Photo credit: Ahmad Hosni. All rights reserved.
As a result, Bedouins are gradually left with no option but to move deeper and deeper into the hinterland. The space of South Sinai is striated into two spaces: one along the coast, and the other in the hinterland, separated by an asphalt road – a border that separates the two spaces along economic, as well as ethnic lines. The coast is run, owned, and inhabited by expatriates and Egyptians from the Nile Valley, and expatriates from all over the world. The hinterland, on the other hand, is exclusively Bedouin – a land with few water resources and medical facilities, and absolutely no job opportunities except in dwindling safari businesses, poppy plantations, drugs, arms, and human trafficking. It’s not a great place to be – although our romantic imaginations would tell us otherwise.
Things were not always like that, though. The original model of tourism (up until the mid-nineties) was the shoe-string camp, usually run by a local Bedouin. It was a very humbled, limited luxury (with of course very limited capacity), but it was a livelihood for many. It was very different from the current model that fosters the transformation of spaces into enclaves.
Q: In his 1959 travelogue, Arabian Sands, the renowned British explorer Wilfred Thesiger lamented the decline of the Bedouin way of life in the Empty Quarter, and shuddered at the thought of the adverse effects of modernity on them.
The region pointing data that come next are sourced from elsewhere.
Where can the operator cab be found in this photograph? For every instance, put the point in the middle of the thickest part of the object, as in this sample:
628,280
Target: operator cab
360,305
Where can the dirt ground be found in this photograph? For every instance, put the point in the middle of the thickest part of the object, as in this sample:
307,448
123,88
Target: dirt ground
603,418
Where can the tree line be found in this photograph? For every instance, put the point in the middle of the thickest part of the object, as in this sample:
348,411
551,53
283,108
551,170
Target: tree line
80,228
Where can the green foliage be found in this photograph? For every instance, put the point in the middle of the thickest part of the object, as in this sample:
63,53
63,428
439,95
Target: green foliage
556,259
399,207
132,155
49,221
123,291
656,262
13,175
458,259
More than 50 years after Thesiger’s book was published, would you say he had due cause to ‘mourn’? What is the state of the Bedouin in the tourist enclave that South Sinai has become?
I am not aware of Wilfred Thesiger’s book, I have to admit. My project is different from his, however. My focus is not the traditions of the Bedouin, or their way of life; the book does not feature any essays on that subject. It is, of course, the predicament of this social group that comes as the result of those forces of production in South Sinai that is worthy of investigation, and I allude to this in my essay, Faulkner in Sinai. I am interested in the place, and how it came into being. What ideologies and forces that produced the palimpsest of space called South Sinai?
Your reference is significant nonetheless, as I realised that whenever a body of photographs features images of ‘different’ people (e.g. a veiled woman, a man in ‘exotic’ attire, etc.), there would always be the tendency to recoil to a discourse of the ‘other’. There are aesthetics that modulate our expectations of what is legible, and what can be said.